U.S. political, military and financial support makes this possible. Republican and Democratic administrations have given lip service to the establishment of a Palestinian state in the West Bank and Gaza Strip, calling the settlements and occupation “obstacles to peace.” In reality, they envision not two equal states side by side, but disconnected, fragmented and nonviable “Bantustans” for Palestinians under permanent Israeli control.
Meanwhile, the U.S. is underwriting Israel’s abuses of Palestinians and the massive expansion of the Jewish-only settlements that long ago killed the possibility for any two-state solution. U.S. taxpayers already give Israel more than $3 billion in weapons like F-16 (and now F-35) fighter jets, Apache helicopter gunships, Caterpillar bulldozers, the Iron Dome, and more each year. This was before President Obama agreed to give Israel another $38 billion in weapons over the next decade. And before the election of Donald Trump, who has enthusiastically aligned himself with Netanyahu and the most racist and militaristic elements of Israeli society.
As Trump recently — at least temporarily — backed off on his campaign pledge to move the U.S. embassy from Tel Aviv to Jerusalem, Senate Democrats, including progressives Tammy Baldwin and Bernie Sanders, joined Republicans to unanimously call for just that.
While such congressional efforts to make the Israel lobby happy go back many decades, no president has yet chosen to inflame tensions in the region by legitimizing Israel’s East Jerusalem occupation and mistreatment of Palestinians in this way.
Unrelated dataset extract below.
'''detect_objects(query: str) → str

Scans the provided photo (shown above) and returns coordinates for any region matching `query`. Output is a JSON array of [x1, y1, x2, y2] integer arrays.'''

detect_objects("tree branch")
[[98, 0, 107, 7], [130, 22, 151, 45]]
Sen. Baldwin actually joined Mitch McConnell in co-sponsoring the resolution, which as U.S. Campaign for Palestinian Rights policy director Josh Ruebner pointed out also “celebrates a half century of Israeli military occupation of East Jerusalem while ignoring Israel’s violations of international law there and its separate-and-unequal regime which discriminates against Palestinian Jerusalemites.”
Rebecca Vilkomerson of Jewish Voice for Peace noted that “Jerusalem could not be more divided, physically, economically, socially and politically,” as Palestinians there face home demolitions, property seizures, collective punishment, and discrimination in residency rights and public resources.
One would think that true progressives would condemn rather than celebrate 50 years of military occupation, mass imprisonment, violent repression, property theft, and expulsions, and call for a just solution based on respect for international law, equality, justice and human rights. Clearly, both Baldwin and Sanders failed that test.
Barbara Olson is a member of the Madison-Rafah Sister City Project.